Women Are Bad at Investing? Let’s Look at the Data
For decades, stereotypes have suggested that women are risk-averse, overly cautious, or simply bad at investing. But do these claims hold up against real-world data? Recent studies show that not only are women capable investors, but they often outperform their male counterparts in key areas. Let’s examine the data and challenge outdated assumptions.
- The Myth of the “Timid” Female Investor
Traditional narratives often portray women as less confident and more conservative investors. According to Fidelity’s 2021 Women and Investing Study, however, 67% of women report feeling confident in their ability to save for the future, up from just 44% in 2018 (source).

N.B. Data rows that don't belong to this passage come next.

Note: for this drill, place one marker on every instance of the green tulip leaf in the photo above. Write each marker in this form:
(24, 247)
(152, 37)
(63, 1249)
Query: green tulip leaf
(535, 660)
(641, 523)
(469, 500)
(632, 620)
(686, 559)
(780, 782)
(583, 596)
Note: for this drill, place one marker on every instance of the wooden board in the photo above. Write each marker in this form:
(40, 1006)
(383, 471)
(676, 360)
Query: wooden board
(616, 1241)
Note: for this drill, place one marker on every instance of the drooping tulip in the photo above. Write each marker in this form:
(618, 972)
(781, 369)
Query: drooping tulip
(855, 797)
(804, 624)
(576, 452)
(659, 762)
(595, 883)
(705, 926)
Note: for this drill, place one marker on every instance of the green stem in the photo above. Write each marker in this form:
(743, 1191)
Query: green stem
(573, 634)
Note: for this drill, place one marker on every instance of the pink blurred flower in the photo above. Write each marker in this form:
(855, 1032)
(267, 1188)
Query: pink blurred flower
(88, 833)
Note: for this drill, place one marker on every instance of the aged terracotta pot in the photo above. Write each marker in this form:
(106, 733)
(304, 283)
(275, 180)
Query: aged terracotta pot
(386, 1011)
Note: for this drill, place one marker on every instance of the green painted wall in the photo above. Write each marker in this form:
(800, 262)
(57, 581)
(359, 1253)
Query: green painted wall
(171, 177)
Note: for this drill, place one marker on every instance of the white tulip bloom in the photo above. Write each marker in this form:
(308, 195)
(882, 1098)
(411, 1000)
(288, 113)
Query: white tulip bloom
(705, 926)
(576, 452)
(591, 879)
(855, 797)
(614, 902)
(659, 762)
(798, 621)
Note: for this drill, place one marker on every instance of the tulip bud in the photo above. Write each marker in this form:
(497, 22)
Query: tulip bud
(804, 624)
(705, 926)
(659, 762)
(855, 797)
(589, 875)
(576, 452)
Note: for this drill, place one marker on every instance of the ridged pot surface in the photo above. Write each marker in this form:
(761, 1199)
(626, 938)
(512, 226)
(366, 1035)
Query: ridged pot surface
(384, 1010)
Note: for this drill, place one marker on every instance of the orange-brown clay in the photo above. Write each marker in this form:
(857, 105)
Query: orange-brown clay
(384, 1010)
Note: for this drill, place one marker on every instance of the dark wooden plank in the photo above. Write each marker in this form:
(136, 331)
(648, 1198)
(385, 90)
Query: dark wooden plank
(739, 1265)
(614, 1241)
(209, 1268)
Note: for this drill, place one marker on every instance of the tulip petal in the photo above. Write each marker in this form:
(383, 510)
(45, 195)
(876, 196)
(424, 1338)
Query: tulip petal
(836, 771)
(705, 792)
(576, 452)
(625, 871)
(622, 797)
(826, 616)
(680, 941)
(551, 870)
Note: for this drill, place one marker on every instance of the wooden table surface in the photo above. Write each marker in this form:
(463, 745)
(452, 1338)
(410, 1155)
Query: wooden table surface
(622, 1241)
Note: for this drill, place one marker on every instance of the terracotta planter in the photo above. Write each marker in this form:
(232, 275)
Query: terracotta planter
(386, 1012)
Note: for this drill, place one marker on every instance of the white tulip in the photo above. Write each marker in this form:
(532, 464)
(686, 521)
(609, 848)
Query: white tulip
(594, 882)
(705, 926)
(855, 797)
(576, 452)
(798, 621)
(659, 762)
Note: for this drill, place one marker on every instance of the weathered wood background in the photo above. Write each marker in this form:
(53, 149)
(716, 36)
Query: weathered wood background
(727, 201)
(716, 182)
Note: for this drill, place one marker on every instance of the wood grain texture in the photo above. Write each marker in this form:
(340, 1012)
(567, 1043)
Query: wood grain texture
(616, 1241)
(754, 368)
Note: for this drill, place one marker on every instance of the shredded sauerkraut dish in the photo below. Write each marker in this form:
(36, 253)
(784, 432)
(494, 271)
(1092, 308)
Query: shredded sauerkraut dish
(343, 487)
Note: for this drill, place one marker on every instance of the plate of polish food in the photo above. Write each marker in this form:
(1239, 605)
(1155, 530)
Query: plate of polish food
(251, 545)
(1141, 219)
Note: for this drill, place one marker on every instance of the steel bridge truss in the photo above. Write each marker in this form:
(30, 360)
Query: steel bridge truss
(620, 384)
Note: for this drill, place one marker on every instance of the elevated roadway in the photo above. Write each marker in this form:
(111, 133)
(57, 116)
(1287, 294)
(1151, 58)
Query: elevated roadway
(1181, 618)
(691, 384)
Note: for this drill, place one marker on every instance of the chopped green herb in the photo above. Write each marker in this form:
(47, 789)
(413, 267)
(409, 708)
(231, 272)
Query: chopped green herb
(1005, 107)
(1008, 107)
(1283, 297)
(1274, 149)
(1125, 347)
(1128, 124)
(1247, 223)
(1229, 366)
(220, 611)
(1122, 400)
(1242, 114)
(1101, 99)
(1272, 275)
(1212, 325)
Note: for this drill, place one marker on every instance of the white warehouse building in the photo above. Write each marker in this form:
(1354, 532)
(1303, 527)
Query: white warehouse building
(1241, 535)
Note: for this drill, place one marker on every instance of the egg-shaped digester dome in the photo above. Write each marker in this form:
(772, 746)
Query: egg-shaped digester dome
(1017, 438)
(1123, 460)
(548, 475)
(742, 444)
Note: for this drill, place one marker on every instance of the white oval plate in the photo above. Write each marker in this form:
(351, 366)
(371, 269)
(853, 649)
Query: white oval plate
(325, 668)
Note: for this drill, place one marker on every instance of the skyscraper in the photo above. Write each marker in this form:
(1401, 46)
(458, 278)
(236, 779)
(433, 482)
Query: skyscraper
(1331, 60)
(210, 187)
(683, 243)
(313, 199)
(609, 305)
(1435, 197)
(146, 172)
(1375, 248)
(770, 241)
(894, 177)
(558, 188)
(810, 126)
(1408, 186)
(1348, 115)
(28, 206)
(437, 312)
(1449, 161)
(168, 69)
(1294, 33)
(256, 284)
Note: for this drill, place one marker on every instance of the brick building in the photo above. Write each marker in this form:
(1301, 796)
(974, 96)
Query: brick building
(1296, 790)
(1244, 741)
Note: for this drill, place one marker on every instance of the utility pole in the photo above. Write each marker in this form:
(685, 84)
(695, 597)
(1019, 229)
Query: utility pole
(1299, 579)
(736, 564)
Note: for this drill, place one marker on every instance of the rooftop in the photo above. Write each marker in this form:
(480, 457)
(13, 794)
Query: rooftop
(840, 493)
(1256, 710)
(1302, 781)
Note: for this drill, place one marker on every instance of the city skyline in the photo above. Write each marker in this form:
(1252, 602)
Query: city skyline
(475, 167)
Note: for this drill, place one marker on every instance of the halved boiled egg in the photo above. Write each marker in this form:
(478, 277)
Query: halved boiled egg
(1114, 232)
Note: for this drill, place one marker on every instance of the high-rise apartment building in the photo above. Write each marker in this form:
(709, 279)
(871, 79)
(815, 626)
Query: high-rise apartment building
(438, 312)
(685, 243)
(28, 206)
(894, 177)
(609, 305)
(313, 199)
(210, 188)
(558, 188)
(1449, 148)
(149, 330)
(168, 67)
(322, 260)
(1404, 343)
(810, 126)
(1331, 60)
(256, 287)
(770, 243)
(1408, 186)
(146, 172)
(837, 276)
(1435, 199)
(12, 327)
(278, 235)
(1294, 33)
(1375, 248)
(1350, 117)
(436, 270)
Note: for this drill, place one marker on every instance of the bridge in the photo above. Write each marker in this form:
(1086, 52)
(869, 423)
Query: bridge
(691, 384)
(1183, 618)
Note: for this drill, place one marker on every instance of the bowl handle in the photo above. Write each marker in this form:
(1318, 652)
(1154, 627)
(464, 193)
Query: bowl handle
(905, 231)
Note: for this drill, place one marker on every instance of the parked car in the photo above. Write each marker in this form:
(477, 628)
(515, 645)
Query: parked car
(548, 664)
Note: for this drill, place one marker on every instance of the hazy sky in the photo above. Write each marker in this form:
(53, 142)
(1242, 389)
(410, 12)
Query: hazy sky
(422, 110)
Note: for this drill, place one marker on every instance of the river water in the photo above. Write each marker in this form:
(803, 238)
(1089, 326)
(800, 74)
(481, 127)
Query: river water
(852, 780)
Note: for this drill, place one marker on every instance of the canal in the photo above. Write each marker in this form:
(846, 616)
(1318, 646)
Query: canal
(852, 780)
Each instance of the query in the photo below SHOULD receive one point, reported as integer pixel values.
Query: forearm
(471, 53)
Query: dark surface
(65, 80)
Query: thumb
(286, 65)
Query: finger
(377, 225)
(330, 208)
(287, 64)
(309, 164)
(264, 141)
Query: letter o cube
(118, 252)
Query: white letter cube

In addition, research from the Warwick Business School found that women outperform men by 1.8% annually in their investment returns on average (source). This gap might seem small, but it adds up significantly over decades of investing.
- Why Women Often Outperform Men
Several factors contribute to women’s success in investing:
Lower trading frequency: According to a study published in the Quarterly Journal of Economics, men trade 45% more often than women, often to their detriment.
Long-term focus: Women are more likely to stay invested during market volatility rather than panic-selling.
Diversification: Women’s portfolios tend to be better diversified, reducing risk exposure and smoothing returns.
These habits help protect investments from the pitfalls of overconfidence and frequent trading, both of which tend to erode long-term performance.
- The Confidence Gap and Industry Bias
Despite evidence of strong performance, women still report lower confidence levels in investing. The same Fidelity report notes that only 33% of women see themselves as investors, compared to 49% of men.
This disparity isn’t rooted in ability but rather in historical industry biases, lack of targeted education, and fewer role models in the field. Financial firms have begun to address this gap by launching women-focused investing initiatives, but there is still a long way to go.

- The Future of Women in Investing
The data suggests that as women grow more confident and become more active investors, the gender gap in investment participation is closing. According to McKinsey, women now control over $10 trillion in U.S. household financial assets, and that figure is projected to grow to $30 trillion by 2030 (source).
As more women recognize their investing strengths and take control of their financial futures, stereotypes about poor female investors will continue to fade.